Editorial

Maioria absoluta, o tudo ou nada de Costa

António Costa vai ter de ir a eleições, depois do chumbo daqueles que o ajudaram a chegar a São Bento. E só ficará se tiver maioria absoluta, vai ser o tudo ou nada.

Acabou. A esquerda que pôs António Costa em São Bento chumbou o orçamento para 2022 e criou as condições para uma clarificação política não apenas desejável como obrigatória, porque a democracia é mesmo isto, a possibilidade de um Governo sair de funções de forma pacífica e dar lugar a outro, qualquer que seja, através do voto. O primeiro-ministro fez um discurso que foi uma espécie de balanço de seis anos de governação e primeiro dia de campanha eleitoral, já a pedir uma maioria absoluta. Vai ser essa a sua luta, o tudo ou nada, porque sabe que isso determinará se fica ou vai embora.

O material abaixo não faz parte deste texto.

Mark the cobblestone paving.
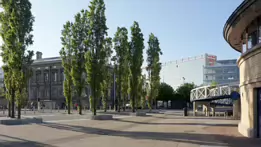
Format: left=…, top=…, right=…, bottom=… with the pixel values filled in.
left=0, top=114, right=252, bottom=147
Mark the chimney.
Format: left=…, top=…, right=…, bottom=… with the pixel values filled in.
left=36, top=51, right=43, bottom=60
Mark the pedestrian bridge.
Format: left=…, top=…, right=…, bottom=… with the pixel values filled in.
left=190, top=83, right=239, bottom=105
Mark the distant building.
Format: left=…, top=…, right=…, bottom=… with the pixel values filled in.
left=160, top=54, right=217, bottom=89
left=204, top=59, right=239, bottom=85
left=29, top=52, right=114, bottom=107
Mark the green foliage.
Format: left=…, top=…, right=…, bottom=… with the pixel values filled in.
left=102, top=37, right=113, bottom=112
left=113, top=27, right=130, bottom=110
left=147, top=33, right=162, bottom=108
left=60, top=21, right=73, bottom=114
left=157, top=83, right=175, bottom=101
left=139, top=75, right=148, bottom=109
left=129, top=21, right=144, bottom=112
left=210, top=81, right=218, bottom=87
left=70, top=10, right=89, bottom=114
left=176, top=83, right=196, bottom=102
left=85, top=0, right=108, bottom=115
left=0, top=0, right=34, bottom=118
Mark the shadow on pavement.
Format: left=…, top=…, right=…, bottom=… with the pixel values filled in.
left=0, top=134, right=55, bottom=147
left=39, top=123, right=251, bottom=147
left=114, top=119, right=238, bottom=127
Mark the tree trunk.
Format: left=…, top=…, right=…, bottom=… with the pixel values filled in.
left=11, top=89, right=15, bottom=118
left=67, top=98, right=71, bottom=114
left=8, top=100, right=12, bottom=117
left=122, top=96, right=126, bottom=111
left=17, top=102, right=21, bottom=119
left=93, top=95, right=96, bottom=116
left=132, top=94, right=135, bottom=113
left=76, top=97, right=82, bottom=115
left=154, top=98, right=157, bottom=109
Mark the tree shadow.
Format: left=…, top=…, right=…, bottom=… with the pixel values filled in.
left=165, top=114, right=235, bottom=120
left=39, top=123, right=261, bottom=147
left=114, top=119, right=238, bottom=127
left=0, top=134, right=55, bottom=147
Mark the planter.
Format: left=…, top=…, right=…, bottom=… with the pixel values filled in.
left=91, top=115, right=113, bottom=120
left=0, top=117, right=43, bottom=125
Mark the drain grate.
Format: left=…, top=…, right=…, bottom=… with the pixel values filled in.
left=184, top=130, right=195, bottom=133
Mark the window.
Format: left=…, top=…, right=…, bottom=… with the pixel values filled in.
left=258, top=22, right=261, bottom=43
left=44, top=89, right=49, bottom=97
left=36, top=71, right=41, bottom=82
left=52, top=88, right=57, bottom=96
left=60, top=71, right=65, bottom=81
left=52, top=72, right=57, bottom=82
left=44, top=72, right=49, bottom=82
left=248, top=31, right=257, bottom=49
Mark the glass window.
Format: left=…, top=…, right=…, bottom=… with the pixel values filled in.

Quem diria, há um mês, antes das autárquicas, que o Governo poderia cair já aqui, neste orçamento para 2022? Poucos. Muitos desejariam, mas poucos acreditariam que o PCP e o BE fossem capazes de repetir o PEC4, o ‘orçamento’ que serviu para mandar José Sócrates para casa. Agora, perante a ausência de apoio político, a ideia de que pode continuar em funções em regime de duodécimos é impensável e ingerível. Como saberá Costa, apesar de dizer que está disponível para governar em duodécimos. Só poderia dizer isso, mas o que o primeiro-ministro quer agora é ir a eleições, e se fosse possível já amanhã. Não é, só entre o final de janeiro e a primeira quinzena de fevereiro.

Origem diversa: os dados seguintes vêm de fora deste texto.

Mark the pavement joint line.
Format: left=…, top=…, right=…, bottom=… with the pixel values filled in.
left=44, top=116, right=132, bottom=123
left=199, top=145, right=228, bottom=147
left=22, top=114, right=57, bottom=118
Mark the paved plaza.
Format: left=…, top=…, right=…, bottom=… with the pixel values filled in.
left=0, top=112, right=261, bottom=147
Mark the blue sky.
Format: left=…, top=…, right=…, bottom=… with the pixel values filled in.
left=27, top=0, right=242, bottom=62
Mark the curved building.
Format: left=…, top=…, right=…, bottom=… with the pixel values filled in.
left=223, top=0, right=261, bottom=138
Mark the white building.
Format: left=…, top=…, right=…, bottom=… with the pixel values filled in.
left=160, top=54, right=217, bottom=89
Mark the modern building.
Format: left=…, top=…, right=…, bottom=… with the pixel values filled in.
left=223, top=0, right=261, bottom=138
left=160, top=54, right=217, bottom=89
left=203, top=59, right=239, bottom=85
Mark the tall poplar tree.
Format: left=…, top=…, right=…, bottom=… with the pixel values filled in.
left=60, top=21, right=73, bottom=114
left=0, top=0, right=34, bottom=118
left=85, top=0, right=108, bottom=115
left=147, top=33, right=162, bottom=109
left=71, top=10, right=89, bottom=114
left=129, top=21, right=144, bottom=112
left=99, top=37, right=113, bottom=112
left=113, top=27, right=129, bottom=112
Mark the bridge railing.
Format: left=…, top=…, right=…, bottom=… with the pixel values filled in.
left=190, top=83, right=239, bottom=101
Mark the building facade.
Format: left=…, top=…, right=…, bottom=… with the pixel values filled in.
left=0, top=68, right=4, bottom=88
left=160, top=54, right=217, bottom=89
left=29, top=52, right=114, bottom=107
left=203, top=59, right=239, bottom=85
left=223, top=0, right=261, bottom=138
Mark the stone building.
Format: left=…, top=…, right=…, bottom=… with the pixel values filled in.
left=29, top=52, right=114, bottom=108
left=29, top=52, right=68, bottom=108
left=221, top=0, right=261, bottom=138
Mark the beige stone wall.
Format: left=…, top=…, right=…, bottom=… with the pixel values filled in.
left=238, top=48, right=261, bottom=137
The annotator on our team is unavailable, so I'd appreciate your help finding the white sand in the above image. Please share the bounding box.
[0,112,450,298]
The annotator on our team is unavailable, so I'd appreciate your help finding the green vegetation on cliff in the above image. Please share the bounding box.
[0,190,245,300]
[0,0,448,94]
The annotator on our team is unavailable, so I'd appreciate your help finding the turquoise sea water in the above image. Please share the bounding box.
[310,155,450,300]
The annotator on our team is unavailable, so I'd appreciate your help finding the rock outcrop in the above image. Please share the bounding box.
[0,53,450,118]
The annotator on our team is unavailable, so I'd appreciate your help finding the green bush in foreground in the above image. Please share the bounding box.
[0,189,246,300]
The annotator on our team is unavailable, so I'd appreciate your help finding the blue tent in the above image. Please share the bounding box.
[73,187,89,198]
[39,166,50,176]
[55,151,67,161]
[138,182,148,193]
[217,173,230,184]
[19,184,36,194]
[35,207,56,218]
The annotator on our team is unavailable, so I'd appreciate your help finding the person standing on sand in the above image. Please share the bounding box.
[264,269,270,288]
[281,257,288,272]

António Costa pediu uma maioria reforçada e estável. Só faltou dizer que quer uma maioria absoluta, porque sabe que isso é uma condição necessária para manter-se em funções. Não chegará a Costa ganhar outra vez por maioria relativa (se ganhar…). Porque não poderá ir para campanha dizer que quer uma nova geringonça, a que falhou agora. Nem poderá dizer o contrário do que disse nos últimos seis anos, isto é, uma gestão à linha, à espera do PSD e de um qualquer bloco central formal ou à medida de uma qualquer decisão.

António Costa perdeu. O líder do PS deu a mão ao PCP e Bloco em 2016, jogou tudo na esquerda, fechou a porta ao PSD, mais, ao PSD de centro esquerda de Rui Rio. Ao fim de seis anos, a estratégia esgotou-se com o orçamento em que mais deu aos comunistas e bloquistas. É uma ironia trágica, mas que acaba bem com eleições, porque o orçamento que já era mau passou a ser pior. As eleições nunca podem ser más (e só faltava mesmo ouvir a repetição de uma ideia defendida há anos por Manuela Ferreira Leite, seis meses de ditadura). Para a economia, para os agentes económicos, o que é mau é a incerteza, não é a clarificação política, que só as eleições garantem.

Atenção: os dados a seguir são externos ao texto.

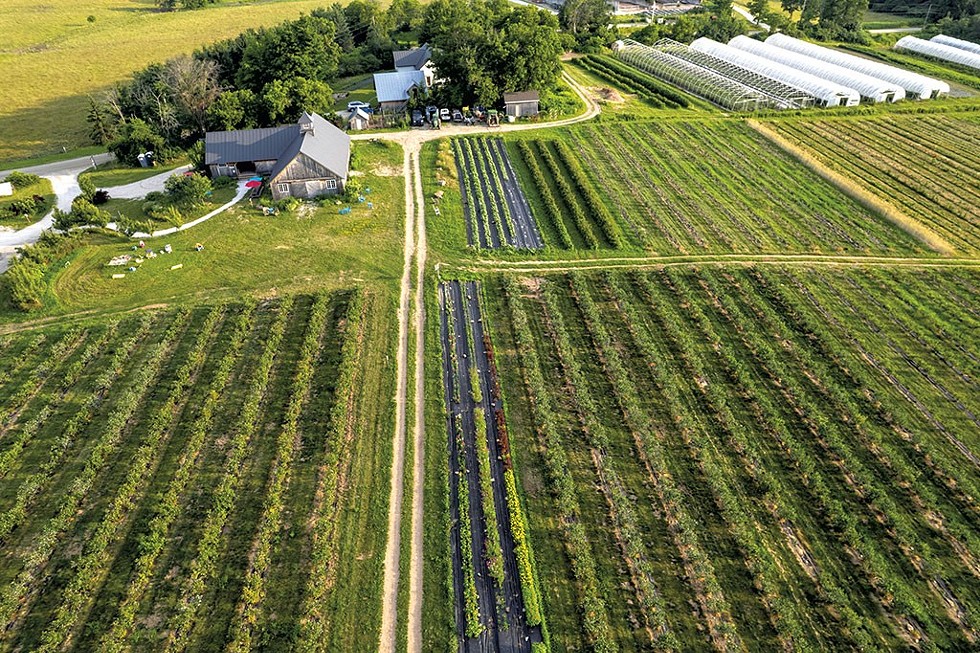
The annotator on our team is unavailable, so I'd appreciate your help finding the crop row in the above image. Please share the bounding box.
[567,121,924,253]
[0,310,190,634]
[166,297,293,651]
[769,116,980,252]
[574,54,690,109]
[36,308,223,653]
[500,268,980,650]
[99,303,255,653]
[298,292,366,653]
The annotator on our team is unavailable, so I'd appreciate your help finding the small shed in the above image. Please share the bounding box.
[504,91,540,118]
[347,107,371,131]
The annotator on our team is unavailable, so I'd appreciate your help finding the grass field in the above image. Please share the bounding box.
[0,143,404,322]
[768,115,980,253]
[0,0,360,161]
[484,268,980,651]
[0,290,394,651]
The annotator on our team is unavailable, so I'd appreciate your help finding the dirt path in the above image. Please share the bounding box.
[408,145,426,653]
[376,65,599,653]
[378,148,415,653]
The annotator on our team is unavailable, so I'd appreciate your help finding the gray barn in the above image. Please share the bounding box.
[204,113,350,200]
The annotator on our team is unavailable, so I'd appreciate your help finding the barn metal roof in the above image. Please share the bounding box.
[391,43,432,70]
[204,113,350,179]
[374,70,425,102]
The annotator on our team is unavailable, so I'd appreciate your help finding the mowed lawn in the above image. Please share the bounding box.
[0,0,362,161]
[0,143,404,321]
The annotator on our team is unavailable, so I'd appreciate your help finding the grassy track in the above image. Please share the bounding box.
[487,267,980,650]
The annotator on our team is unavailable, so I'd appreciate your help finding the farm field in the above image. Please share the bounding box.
[453,138,544,249]
[433,281,542,653]
[0,0,350,161]
[506,120,926,255]
[766,115,980,253]
[480,266,980,651]
[0,289,394,651]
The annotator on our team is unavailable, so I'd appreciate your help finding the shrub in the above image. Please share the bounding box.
[163,175,211,209]
[4,170,41,189]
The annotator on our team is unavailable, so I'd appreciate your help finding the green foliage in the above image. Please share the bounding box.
[163,174,211,210]
[558,0,615,52]
[419,0,562,106]
[108,118,166,166]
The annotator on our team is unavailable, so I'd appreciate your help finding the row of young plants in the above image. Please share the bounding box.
[452,138,503,248]
[445,282,484,637]
[0,322,118,478]
[297,291,367,653]
[0,328,88,438]
[628,272,980,644]
[473,408,504,587]
[473,138,517,245]
[534,141,599,249]
[573,55,681,109]
[542,284,677,650]
[472,304,549,632]
[99,300,255,653]
[0,309,190,639]
[768,118,980,251]
[454,420,485,637]
[688,264,980,630]
[517,140,574,249]
[227,294,330,652]
[555,141,626,249]
[166,297,293,652]
[0,314,153,542]
[35,308,224,653]
[503,277,618,653]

Agora, António Costa, o político habilidoso que parecia ter tudo na mão, que tinha sempre uma carta na manga para gerir uma minoria, vai ter de encostar o PCP e o BE à parede para reforçar a votação. Vai apontar o dedo a Jerónimo de Sousa e a Catarina Martins e explicar ao eleitorado da esquerda que não há aumento de pensões nem descida (marginal) de IRS ou creches em vias de passar à gratuitidade.

O espetáculo não vai ser bonito, vai ser duro e agressivo, como já se pressentiu esta tarde. Mas terá de ser ainda mais porque haverá seguramente transferência de votos do PS para o PSD com um novo líder (com Rui Rio será mais difícil). É nesta geometria variável que vai construir-se o próximo ciclo político. Com António Costa se conseguir maioria absoluta, sem Costa (e com outro líder, provavelmente Pedro Nuno Santos) se ficar com a posição atual ou até pior.